Ayer estaba en el jardín, contemplaba una extraña caligrafía de hojas. Las líneas revelaban destreza, se abrazaban; era una composición palpitante de gris perla. Era de tanta plenitud dejarse gobernar por las hojas entintadas de belleza que no sentí impaciencia al permanecer callada.
Encontré en ellas un pañuelo azul, un pez con ojos vigorosos y actitud de monje, un ladrillo lleno de granos de polen, una escalera que se prolonga en las líneas de la mano.
Sentí tanta humanidad en esas hojas, que empecé a quererlas con sus gotas de lluvia acentuadas; de pronto observé que adquirían un brillo color bronce, que aglutinaban fuentes y vasijas con flores en sus cabelleras; vi, entonces, que acudían a su lecho millares de caracoles castaños. Más tarde observé un corazón desvanecido sobre una rueda antes que el alba llegara; lloré un poco y me sentí enferma: mis hojas del jardín desaparecían sin dejar rastro, abandonaban las estatuillas que giraban de manera prodigiosa en el atardecer.
¿Por qué motivo mis hojas ya no estaban? ¿Acaso no querían deleitarme, acaso una inesperada tempestad dispuso de su vuelo de orquídea fresca?
Mi mirada, que estaba llena de sosiego y plenitud, quedó inerte; un espasmo sofocó el tiempo de mi espera.
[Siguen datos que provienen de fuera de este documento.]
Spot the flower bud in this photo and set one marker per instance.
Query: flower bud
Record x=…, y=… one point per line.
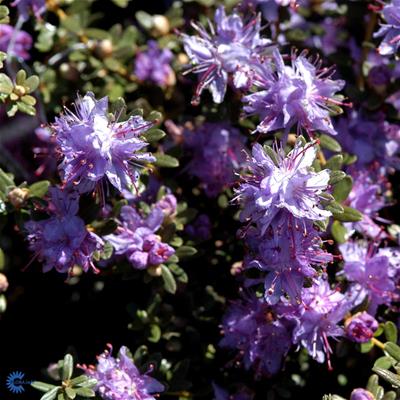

Tal vez, no merecía yo esa dulcísima contemplación, esa conquista de placer escrita sobre las hojas pequeñas y distantes del mar, suave de pura pureza.
¡Qué abrazar ahora como tesoro si transcurrido el tiempo del alba en el jardín las ceremonias vistosas se alejan!, y el aire sacralizado por el recuerdo de este frágil pensamiento lucha por sobrevivir.
¡Qué ondulante es todo o que audaz es la línea –me digo- cuando descubro que las hojas son como los presagios de la vida, curvas de majestad, revestidas de misteriosas figuras que aparentan ser fieles a un credo, a la creencia humana de que la nostalgia triste del pasado es un viaje en la niebla!